My last blog post looked at why the merger plans by Abington Health and Holy Redeemer Health System failed, ending with the alienation of the entire community. With this post, I want to explore the successful merger on July 1 of seven United Way chapters in Pennsylvania and New Jersey.
Why did the United Way merger come together while the Abington and Holy Redeemer effort failed?
I spoke recently with Jill Michal, President and CEO of United Way of Greater Philadelphia and Southern New Jersey. While Michal would not compare the United Way merger with any other nonprofit merger, successful or unsuccessful, she was willing to provide insights about what she feels allowed the United Way merger to come together so well.
In short, she indicated that the merger was made possible because of shared values and enormous trust.
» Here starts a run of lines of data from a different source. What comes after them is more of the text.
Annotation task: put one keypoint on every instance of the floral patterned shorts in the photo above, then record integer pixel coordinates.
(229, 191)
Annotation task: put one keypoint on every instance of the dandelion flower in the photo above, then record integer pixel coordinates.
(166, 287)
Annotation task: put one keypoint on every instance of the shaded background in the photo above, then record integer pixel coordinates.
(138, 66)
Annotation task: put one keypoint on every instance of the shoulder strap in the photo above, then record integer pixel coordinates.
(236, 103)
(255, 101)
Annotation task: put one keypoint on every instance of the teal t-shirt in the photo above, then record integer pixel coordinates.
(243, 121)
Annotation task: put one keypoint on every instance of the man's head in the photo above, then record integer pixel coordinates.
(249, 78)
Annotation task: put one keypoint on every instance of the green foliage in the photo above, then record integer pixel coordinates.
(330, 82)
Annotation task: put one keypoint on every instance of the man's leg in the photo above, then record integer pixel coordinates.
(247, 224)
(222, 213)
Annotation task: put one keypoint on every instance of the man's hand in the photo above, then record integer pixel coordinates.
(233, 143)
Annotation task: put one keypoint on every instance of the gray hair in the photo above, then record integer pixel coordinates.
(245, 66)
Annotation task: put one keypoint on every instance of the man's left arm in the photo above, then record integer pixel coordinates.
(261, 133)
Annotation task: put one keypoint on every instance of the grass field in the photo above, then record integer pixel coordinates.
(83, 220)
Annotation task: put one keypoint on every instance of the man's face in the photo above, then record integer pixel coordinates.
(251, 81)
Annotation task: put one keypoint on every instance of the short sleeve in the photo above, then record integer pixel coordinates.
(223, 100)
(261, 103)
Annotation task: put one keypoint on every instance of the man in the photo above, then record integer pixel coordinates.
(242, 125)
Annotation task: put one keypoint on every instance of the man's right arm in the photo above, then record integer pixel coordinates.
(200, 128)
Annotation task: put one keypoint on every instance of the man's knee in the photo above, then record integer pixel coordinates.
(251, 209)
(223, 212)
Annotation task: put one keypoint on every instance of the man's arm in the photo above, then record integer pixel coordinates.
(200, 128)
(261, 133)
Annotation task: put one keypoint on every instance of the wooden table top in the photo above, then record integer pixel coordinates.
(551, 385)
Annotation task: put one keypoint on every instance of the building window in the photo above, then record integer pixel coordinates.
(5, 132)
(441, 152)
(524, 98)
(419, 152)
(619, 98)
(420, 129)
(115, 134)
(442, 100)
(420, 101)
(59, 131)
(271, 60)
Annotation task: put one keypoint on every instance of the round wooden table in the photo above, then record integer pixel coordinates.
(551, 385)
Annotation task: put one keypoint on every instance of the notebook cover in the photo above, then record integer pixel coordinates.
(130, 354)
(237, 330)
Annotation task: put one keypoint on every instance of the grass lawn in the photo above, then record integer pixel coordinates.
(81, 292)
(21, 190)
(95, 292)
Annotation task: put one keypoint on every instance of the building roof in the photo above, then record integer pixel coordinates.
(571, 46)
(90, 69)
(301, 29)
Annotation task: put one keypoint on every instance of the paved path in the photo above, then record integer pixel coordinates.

Given that each of the organizations in the merger were all United Way chapters, it’s easy to understand that they certainly held common values. Unfortunately, while Abington and Holy Redeemer both operate hospitals, the core values of each system are quite different; Abington has secular values while Holy Redeemer has Roman Catholic values. Sadly, the leadership of those organizations did not seem to anticipate how this would lead to controversy.
The United Way chapters developed trust in one another in a variety of ways. For more than a decade, the United Way chapters in the region engaged in collaborative efforts. Volunteer leaders and staff knew many of their counterparts and had worked collaboratively with them.
The merger exploration was not rushed; Michal says it took two years of work to explore a merger and craft an agreement. The time allowed each of the chapters to become comfortable with the merger idea and to work through the many details.
Early on, the merger discussions involved key staff and board members. As the talks became more focused and serious, the United Way discreetly reached-out to other stakeholders, according to Michal. This engagement also helped further build trust.
Susan J. Alston is a development professional who wrote an interesting research paper while in graduate school at Bay Path College. Fundraising Data Analysis and Stakeholder Communications: Considerations Prior to a Nonprofit Merger looks at the role that communications play in nonprofit mergers:
Orchestrating timely and hierarchal communications about the impending merger with stakeholders (state and private funders, past board members, major donors, and other key volunteers, staff) in an effort to encourage positive and supportive engagement will retain loyalty to the mission and purpose of the newly merged organization.”
I thank Alston for sharing her paper with us.
The United Way seems to have understood the link between effective communications and trust that Alston explored.